Public service pay cuts are test of capacity for reform

Sat, Feb 2, 2013, 00:00

   

INSIDE POLITICS:The Coalition is currently engaged in a battle on two fronts, the outcome of which will have a vital bearing on the country’s fortunes as well as its own long-term prospects.

Most of the political and media focus has been on the interminable negotiations designed to reduce the burden of the bank debt but the talks on reducing the public service pay bill to a sustainable level could be an even more difficult challenge.

Going on his comments in the Dáil during the week Michael Noonan appears sanguine about the prospects of a deal on the promissory notes by the end of next month although a deal is clearly not yet in the bag.

The Government has staked its reputation on getting a significant reduction in the burden.

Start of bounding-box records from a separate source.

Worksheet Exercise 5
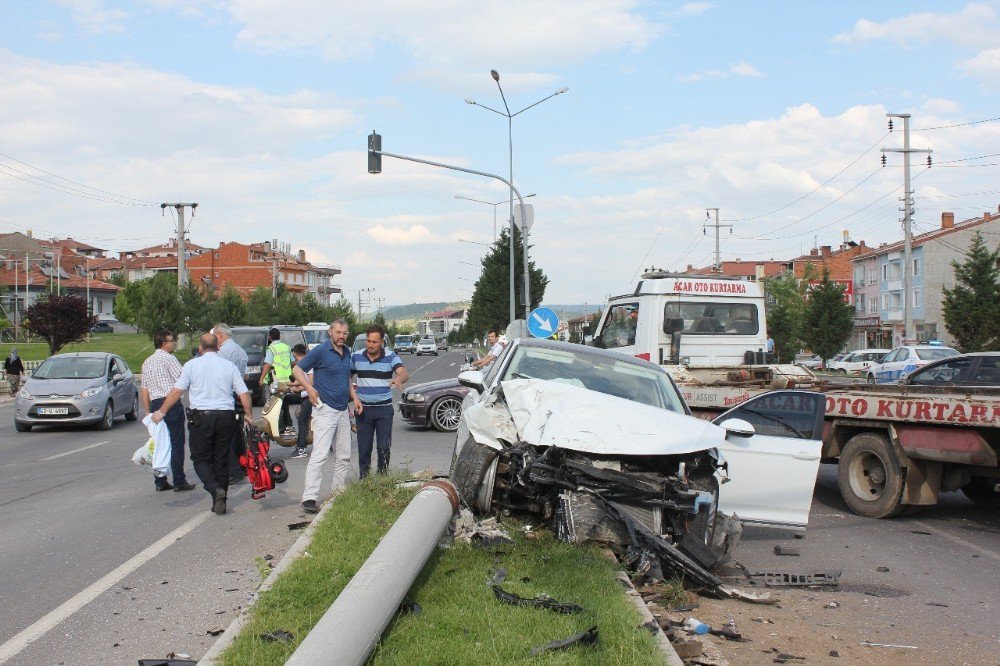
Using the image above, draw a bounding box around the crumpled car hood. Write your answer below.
[466,379,725,456]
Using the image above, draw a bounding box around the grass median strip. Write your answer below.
[222,477,663,665]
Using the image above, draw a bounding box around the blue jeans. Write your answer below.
[149,398,187,486]
[357,405,393,479]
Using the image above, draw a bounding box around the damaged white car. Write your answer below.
[451,339,824,586]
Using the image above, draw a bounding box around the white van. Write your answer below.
[302,321,330,350]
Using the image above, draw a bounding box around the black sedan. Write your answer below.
[900,352,1000,387]
[399,379,471,432]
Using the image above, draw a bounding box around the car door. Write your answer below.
[713,391,826,529]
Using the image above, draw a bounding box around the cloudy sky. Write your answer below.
[0,0,1000,305]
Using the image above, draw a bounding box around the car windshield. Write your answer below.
[913,347,958,361]
[501,346,685,414]
[305,328,329,345]
[233,331,267,354]
[31,356,108,379]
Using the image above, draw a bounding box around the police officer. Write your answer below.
[153,333,253,516]
[260,328,295,432]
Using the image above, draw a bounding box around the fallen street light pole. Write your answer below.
[368,131,531,323]
[285,480,458,666]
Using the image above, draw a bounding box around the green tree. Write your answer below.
[247,287,275,326]
[764,264,815,363]
[25,295,97,354]
[137,273,185,338]
[212,284,248,326]
[796,266,854,359]
[466,229,549,338]
[112,278,153,332]
[942,231,1000,352]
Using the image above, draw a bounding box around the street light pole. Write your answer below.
[465,69,569,321]
[455,193,535,243]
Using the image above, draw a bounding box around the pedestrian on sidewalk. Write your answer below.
[153,333,253,516]
[292,319,361,513]
[209,322,249,485]
[352,324,410,479]
[139,330,195,493]
[3,347,24,396]
[286,343,313,460]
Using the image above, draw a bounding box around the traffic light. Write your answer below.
[368,130,382,173]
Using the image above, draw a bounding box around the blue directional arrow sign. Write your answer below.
[528,308,559,338]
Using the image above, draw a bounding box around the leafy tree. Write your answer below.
[796,266,854,359]
[466,229,549,338]
[137,273,185,338]
[112,278,153,331]
[25,296,97,354]
[942,231,1000,352]
[212,284,248,326]
[247,287,274,326]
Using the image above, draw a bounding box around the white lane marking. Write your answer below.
[909,520,1000,560]
[41,439,111,462]
[0,511,212,664]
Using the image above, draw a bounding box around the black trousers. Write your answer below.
[188,409,236,495]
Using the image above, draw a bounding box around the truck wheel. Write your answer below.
[962,476,1000,506]
[837,433,906,518]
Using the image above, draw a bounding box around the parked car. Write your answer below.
[795,354,823,370]
[14,352,139,432]
[865,345,958,384]
[899,352,1000,388]
[830,349,892,375]
[396,333,418,354]
[451,339,825,543]
[233,325,307,407]
[399,379,471,432]
[417,338,437,356]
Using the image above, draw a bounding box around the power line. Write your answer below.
[739,132,889,222]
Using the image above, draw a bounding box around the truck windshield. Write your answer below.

Ministers from the Taoiseach down have been expressing confidence in a positive outcome so failure would put a severe dent in their credibility.

Of course whatever the shape of the deal it will inevitably be condemned as worthless by Sinn Féin and the usual assortment of right-wing and left-wing critics in the Dáil.

Noonan anticipated that by suggesting they were simply “positioning themselves so that any deal, good, bad or indifferent” could be rejected by them.

The Minister also had a swipe at some of the country’s more vocal economists, saying the predictions most of them had made over the past two years had turned out to be wrong. The corollary of that is that he had better be right.

Default not an option

Noonan, though, has one unanswerable point. The only alternative put forward by his strongest opponents is default and that is simply not an option and never was. He cited the example of Argentina as to what happens to a country when it defaults and to that his critics have no answer.

Some point instead to Iceland as an example of how a state can take an aggressive stance with foreign creditors and get away with it. What they fail to say is that real incomes in Iceland have fallen by more than 50 per cent through a combination of inflation and devaluation.

While that country is now back on the road to economic recovery, the hardship suffered by the bulk of the population has been far greater than anything experienced by most people here to date.

For instance last year there were 1.2 million Irish visitors to Spain. Per head of population we are Spain’s biggest tourist market. That is hardly a sign of a country suffering extreme privation.

The Iceland experience makes the concessions currently being sought by the Government from the public sector unions look very mild. The Coalition needs to get an extra €1 billion of savings from the pay bill to avoid inflicting hardship on more vulnerable sectors.

The difficulties involved in that process have been highlighted by the controversy over the reduction in the number of Garda stations and reaction of the unions representing gardaí to proposed cuts in their allowances.